Harrill Willard C, Pillsbury Harold C, McGuirt W Frederick, Stewart Michael G
Carolina Ear, Nose & Throat Head and Neck Surgery Center, Hickory, NC 28601, USA.
Laryngoscope. 2007 Nov;117(11):1912-9. doi: 10.1097/MLG.0b013e3181271414.
The symptoms and treatments for nasal obstruction are numerous and common. Yet, a consensus on a surgical approach or, even more importantly, how to define the success of any approach is lacking in the literature. A disease-specific outcomes instrument recently developed by the American Academy of Otolaryngology, known as the Nasal Obstruction Symptom Evaluation (NOSE) scale, has allowed for a validated, uniform method to compare different treatments for nasal obstruction.

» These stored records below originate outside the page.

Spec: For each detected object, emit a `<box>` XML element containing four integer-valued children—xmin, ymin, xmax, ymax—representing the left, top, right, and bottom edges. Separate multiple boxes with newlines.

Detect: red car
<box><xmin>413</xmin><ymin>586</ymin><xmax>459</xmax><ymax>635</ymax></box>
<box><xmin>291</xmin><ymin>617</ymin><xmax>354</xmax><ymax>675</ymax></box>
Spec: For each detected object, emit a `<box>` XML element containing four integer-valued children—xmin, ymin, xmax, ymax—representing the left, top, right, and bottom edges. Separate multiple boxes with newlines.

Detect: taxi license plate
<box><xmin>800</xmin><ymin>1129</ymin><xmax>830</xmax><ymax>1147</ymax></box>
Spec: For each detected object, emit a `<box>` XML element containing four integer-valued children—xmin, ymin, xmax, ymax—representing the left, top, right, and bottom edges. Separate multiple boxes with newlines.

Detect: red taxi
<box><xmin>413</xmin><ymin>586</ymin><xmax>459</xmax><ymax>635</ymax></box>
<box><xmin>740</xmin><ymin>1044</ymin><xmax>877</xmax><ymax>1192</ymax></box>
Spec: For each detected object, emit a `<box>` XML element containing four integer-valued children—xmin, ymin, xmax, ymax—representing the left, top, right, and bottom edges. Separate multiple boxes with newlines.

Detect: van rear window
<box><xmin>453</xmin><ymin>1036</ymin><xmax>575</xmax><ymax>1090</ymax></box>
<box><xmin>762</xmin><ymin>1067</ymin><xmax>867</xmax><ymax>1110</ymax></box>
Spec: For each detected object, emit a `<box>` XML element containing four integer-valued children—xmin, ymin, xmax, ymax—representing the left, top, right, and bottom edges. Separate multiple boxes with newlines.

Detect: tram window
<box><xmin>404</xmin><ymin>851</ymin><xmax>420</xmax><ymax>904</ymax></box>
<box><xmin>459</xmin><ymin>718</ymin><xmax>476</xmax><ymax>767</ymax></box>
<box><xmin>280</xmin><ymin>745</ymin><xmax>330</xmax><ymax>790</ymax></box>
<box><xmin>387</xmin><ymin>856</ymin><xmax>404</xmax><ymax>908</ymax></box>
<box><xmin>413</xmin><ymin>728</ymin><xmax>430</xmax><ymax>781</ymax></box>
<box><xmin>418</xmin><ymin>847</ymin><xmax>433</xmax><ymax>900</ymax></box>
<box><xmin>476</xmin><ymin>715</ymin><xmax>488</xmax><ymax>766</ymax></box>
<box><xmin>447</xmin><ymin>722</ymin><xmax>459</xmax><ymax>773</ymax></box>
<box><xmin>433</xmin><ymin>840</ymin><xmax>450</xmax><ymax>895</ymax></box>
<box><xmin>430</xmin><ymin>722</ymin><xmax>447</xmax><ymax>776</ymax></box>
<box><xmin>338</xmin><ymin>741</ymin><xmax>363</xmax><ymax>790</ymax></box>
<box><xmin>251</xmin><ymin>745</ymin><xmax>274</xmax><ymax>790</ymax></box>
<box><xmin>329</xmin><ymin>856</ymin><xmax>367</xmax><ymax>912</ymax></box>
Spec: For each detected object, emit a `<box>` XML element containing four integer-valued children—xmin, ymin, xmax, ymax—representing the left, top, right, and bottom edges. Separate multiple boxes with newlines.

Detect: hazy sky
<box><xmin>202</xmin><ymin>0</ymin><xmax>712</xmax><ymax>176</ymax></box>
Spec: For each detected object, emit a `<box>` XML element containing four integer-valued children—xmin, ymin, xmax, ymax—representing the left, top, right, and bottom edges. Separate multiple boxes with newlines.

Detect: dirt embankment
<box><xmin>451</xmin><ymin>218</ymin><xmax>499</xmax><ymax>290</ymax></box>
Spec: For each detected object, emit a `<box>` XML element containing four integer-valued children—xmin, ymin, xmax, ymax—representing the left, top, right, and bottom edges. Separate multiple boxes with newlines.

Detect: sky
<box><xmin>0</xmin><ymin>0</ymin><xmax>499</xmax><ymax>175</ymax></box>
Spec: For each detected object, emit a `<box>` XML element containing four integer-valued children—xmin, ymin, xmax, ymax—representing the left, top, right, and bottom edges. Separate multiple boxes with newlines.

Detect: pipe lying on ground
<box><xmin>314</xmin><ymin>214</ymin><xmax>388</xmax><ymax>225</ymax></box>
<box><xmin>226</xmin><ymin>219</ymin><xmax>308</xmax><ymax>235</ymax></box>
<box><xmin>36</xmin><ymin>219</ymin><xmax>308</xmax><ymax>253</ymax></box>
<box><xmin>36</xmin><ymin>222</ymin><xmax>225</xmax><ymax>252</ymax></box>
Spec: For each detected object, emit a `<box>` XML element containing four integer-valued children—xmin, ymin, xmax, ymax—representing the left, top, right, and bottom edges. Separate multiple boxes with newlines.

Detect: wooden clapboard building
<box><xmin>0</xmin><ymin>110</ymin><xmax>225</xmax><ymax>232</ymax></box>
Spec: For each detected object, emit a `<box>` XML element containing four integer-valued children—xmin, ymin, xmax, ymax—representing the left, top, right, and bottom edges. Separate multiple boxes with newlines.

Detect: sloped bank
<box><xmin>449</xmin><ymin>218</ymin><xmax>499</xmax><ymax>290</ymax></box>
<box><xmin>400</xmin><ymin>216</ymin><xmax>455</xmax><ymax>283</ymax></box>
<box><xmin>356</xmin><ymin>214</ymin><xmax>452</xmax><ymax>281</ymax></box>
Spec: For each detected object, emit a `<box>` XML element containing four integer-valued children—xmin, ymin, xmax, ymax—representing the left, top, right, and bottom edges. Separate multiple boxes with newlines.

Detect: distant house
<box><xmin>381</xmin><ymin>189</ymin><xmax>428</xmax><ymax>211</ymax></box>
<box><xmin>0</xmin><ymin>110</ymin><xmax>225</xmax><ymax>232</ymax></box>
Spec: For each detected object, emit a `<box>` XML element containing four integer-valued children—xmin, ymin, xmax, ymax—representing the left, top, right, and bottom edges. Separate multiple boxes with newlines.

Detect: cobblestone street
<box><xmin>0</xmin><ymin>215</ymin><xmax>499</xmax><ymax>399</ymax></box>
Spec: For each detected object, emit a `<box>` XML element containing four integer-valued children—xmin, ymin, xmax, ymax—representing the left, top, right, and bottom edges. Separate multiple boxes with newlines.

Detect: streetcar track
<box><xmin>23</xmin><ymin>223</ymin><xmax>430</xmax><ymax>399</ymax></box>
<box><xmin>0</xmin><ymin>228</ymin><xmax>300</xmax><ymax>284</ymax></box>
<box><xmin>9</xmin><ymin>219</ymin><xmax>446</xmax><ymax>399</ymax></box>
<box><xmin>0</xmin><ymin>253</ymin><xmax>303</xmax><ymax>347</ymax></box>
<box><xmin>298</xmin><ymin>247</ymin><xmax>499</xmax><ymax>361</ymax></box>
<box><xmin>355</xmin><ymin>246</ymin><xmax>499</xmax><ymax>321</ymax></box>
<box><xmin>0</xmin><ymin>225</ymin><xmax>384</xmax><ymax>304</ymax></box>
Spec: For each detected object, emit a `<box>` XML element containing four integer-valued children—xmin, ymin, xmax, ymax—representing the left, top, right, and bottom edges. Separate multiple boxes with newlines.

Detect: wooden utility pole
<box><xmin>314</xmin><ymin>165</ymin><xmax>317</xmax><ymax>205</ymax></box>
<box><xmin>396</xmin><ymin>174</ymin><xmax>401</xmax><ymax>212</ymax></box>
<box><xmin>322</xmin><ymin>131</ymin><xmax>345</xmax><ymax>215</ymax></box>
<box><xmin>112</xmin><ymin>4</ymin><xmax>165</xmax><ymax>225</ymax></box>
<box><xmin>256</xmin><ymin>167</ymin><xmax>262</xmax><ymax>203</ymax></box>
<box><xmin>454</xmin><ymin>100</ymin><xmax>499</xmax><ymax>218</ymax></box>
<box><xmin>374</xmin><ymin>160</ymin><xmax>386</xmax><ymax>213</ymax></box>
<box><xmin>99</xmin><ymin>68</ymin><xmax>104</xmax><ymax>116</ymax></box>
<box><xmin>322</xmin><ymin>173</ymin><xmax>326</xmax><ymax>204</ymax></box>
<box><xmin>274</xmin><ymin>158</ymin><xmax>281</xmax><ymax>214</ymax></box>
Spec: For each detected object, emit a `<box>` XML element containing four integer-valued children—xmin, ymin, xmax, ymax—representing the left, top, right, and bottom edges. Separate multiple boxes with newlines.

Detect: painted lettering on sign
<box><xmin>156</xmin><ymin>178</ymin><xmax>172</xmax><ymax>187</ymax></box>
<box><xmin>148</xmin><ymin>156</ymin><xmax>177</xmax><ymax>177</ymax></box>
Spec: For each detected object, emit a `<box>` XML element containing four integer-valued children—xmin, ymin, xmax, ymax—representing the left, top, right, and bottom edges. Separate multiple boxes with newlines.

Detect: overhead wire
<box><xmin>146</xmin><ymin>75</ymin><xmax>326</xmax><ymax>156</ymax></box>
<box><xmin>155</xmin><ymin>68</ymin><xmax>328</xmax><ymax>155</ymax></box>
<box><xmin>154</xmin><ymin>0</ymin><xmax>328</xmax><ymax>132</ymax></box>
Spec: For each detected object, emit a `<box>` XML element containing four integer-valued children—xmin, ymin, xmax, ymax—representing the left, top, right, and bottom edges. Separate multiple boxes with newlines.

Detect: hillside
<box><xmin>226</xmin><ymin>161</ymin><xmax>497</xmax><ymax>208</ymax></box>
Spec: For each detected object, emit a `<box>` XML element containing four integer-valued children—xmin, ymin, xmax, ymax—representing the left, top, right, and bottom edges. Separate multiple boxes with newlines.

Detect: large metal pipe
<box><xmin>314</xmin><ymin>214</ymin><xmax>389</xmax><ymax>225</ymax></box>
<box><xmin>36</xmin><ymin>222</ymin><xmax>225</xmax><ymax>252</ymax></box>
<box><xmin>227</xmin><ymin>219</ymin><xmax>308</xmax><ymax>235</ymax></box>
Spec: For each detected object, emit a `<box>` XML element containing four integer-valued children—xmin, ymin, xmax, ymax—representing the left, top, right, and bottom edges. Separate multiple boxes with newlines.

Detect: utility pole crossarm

Using the NOSE scale, we prospectively compared the use of bilateral radiofrequency inferior turbinate reduction (BRITR) only with that of BRITR with septoplasty in the treatment of nasal obstruction caused by the combination of septal deviation and turbinate hypertrophy. NOSE scores were obtained pretreatment and at 3 month and 6 month follow-up.
Our data demonstrated significant improvement from baseline after 6 months for the NOSE scores in both the BRITR (P < .001) and BRITR/septoplasty groups (P = .023). No statistical difference was noted in the amount of postoperative improvement between the two treatment groups (P = .304). Both groups did demonstrate a large, clinically important effect using a distribution-based assessment of clinical change. Despite equal clinically effective results, estimated costs for each treatment option differed significantly, with the office-based BRITR only group providing significant cost savings compared with the hospital-based BRITR/septoplasty group.
This study suggests that BRITR should be considered as an initial treatment option for nasal obstruction rather than a septoplasty with turbinate reduction in patients with the clinical findings of both a septal deviation and turbinate hypertrophy after failure of medical therapy.
鼻阻塞的症状和治疗方法繁多且常见。然而,文献中缺乏关于手术方法的共识,甚至更重要的是,缺乏如何定义任何方法成功与否的共识。美国耳鼻咽喉头颈外科学会最近开发的一种针对特定疾病的结局评估工具,即鼻阻塞症状评估(NOSE)量表,提供了一种经过验证的、统一的方法来比较不同的鼻阻塞治疗方法。
我们使用NOSE量表,前瞻性地比较了单纯双侧射频下鼻甲消融术(BRITR)与BRITR联合鼻中隔成形术在治疗鼻中隔偏曲和鼻甲肥大共同导致的鼻阻塞中的应用。在治疗前以及随访3个月和6个月时获取NOSE评分。
我们的数据显示,BRITR组(P <.001)和BRITR/鼻中隔成形术组(P =.023)的NOSE评分在6个月时均较基线有显著改善。两组术后改善程度无统计学差异(P =.304)。通过基于分布的临床变化评估,两组均显示出较大的、具有临床意义的效果。尽管临床效果相同,但每种治疗方案的估计成本差异显著,单纯门诊BRITR组与住院BRITR/鼻中隔成形术组相比,成本显著降低。
本研究表明,对于药物治疗失败且有鼻中隔偏曲和鼻甲肥大临床表现的患者,应将BRITR视为鼻阻塞的初始治疗选择,而非鼻甲缩小联合鼻中隔成形术。